I had not dared address myself to Molly in the other camp, but evidently all communication between the lines was not to be broken off. The wind must have carried my words to her ear, for she bent forward, leaning her arm on the back of our seat.
“Did you say you were miserable last night?” she inquired with flattering eagerness.
“Yes. Awfully miserable.”
“Poor Lord Lane! I haven’t understood yet exactly why you suddenly gave up your walking tour, and got the idea of going on by rail. I thought from your letters you were having such a good time, that we could hardly bribe you to desert—your party and come with us, even at Grenoble.”
“My party deserted me, and that was the end of my ‘good time,’” I replied, charmed with Molly’s conception of the role of a “quiet kitten” whose existence was to be forgotten. As if any man could ever forget hers!
“What, your nice Joseph and his Finois?” she inquired.
“When I speak of ‘my party’ I refer particularly to the boy I wrote you about,” I returned, far from averse to being drawn out on the subject of my troubles, though I had resolved, were I not intimately questioned, to let them prey upon my damask cheek.

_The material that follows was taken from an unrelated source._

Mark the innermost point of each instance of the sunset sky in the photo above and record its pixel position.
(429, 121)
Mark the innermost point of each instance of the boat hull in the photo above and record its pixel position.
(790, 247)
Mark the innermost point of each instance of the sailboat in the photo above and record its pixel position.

“Oh, yes, that wonderful American boy. Did he keep right on being wonderful all the time, or did he turn out disappointing in the end?”

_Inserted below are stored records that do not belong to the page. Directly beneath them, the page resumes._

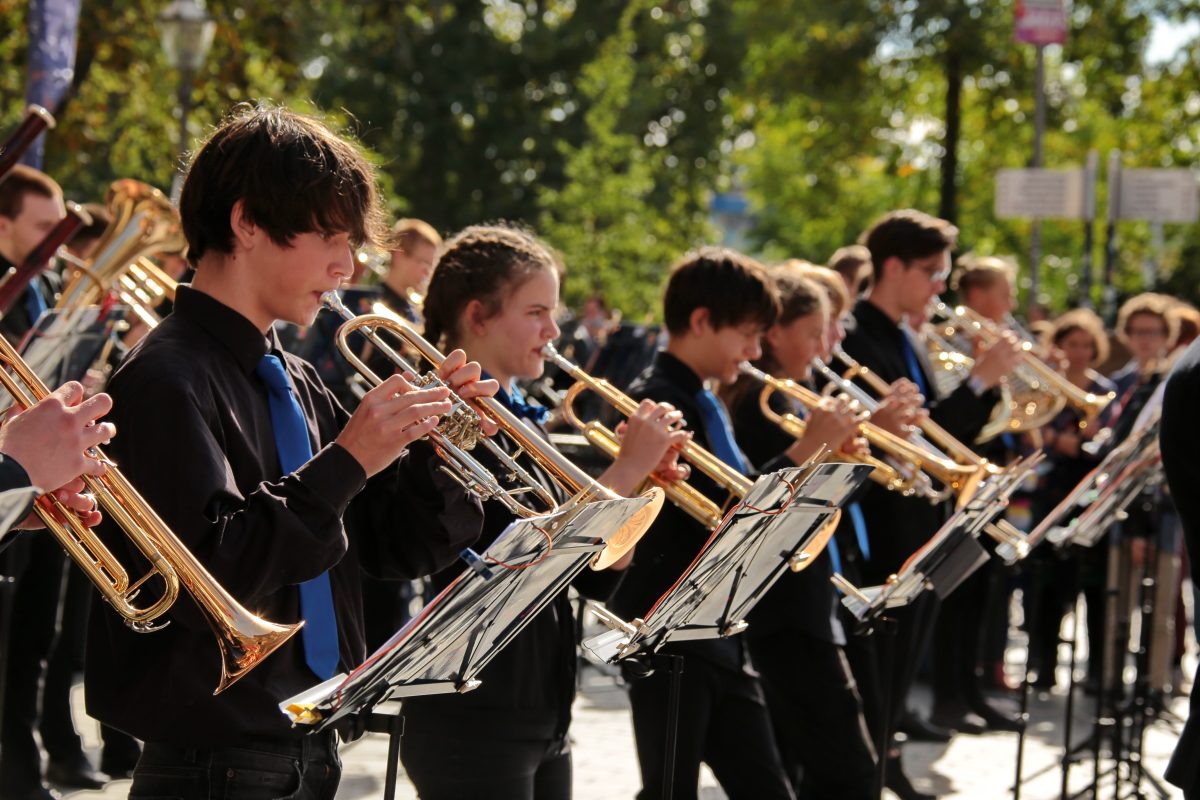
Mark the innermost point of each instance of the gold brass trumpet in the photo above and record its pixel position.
(144, 223)
(906, 476)
(244, 639)
(1033, 372)
(460, 432)
(681, 493)
(949, 455)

“Disappointing!” I echoed. “No; rather the other way round. He was always surprising me with new qualities. I never saw anyone like him.”
“Ah, perhaps that’s because you never knew other American boys. I dare say if I’d met him I shouldn’t have found him so remarkable.”

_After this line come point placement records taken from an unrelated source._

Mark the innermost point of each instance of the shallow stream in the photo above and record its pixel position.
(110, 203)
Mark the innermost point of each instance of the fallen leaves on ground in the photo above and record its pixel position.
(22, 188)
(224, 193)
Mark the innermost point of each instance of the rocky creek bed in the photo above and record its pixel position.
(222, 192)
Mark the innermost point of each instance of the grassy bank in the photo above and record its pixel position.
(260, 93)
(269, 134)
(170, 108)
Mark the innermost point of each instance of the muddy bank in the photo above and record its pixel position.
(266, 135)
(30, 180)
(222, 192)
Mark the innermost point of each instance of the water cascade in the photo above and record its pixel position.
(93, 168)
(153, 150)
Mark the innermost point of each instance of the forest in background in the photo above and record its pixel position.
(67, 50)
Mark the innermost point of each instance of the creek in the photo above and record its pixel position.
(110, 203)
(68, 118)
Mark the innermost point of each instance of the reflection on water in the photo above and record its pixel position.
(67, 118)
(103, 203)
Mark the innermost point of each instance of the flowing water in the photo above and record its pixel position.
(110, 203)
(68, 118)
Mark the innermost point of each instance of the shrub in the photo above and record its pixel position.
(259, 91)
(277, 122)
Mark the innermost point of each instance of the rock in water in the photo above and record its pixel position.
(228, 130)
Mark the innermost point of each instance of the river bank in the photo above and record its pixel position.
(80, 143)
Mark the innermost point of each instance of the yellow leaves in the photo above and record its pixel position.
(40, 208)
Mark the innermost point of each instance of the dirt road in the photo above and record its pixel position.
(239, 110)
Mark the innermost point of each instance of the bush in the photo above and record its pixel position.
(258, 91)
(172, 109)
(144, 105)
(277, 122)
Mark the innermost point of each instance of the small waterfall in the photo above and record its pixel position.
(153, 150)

“Yes, you would,” I protested. “There could be no two opinions about it.”
“Is he good-looking?”
“Extraordinarily. Such eyes as his are wasted on a boy—or would be on any other boy. If he’d been a girl, he would have been one for a man to fall head over ears in love with.”
“You’re enthusiastic! Hasn’t he got any sisters?”
“He has one, who is supposed to be like him. I was promised—or partly promised—to meet her in Monte Carlo, at the end of our journey, where the Boy expected her to join him.”
“Oh, has he been called away by her?”
“I don’t think so.”
“I fancied that might have been why he left you.”
“I don’t know what his reason was, but I have faith enough in the little chap to be sure it was a good one.”
“Sure you didn’t bore each other?”
“If you had ever seen that boy, you’d know that the word ‘bore’ would perish in his presence like a microbe in hot water. As for me—I don’t believe I bored him. He did say once that we would part when we came to the ‘turnstile,’ meaning the point of mutual boredom, but I can’t believe the turnstile was in his sight. I think that his resolution to go was sudden and unexpected.”
“He must have been an interesting boy, and you ought to be grateful to Fate for sending him your way because apparently he gave you no time for brooding on the past.”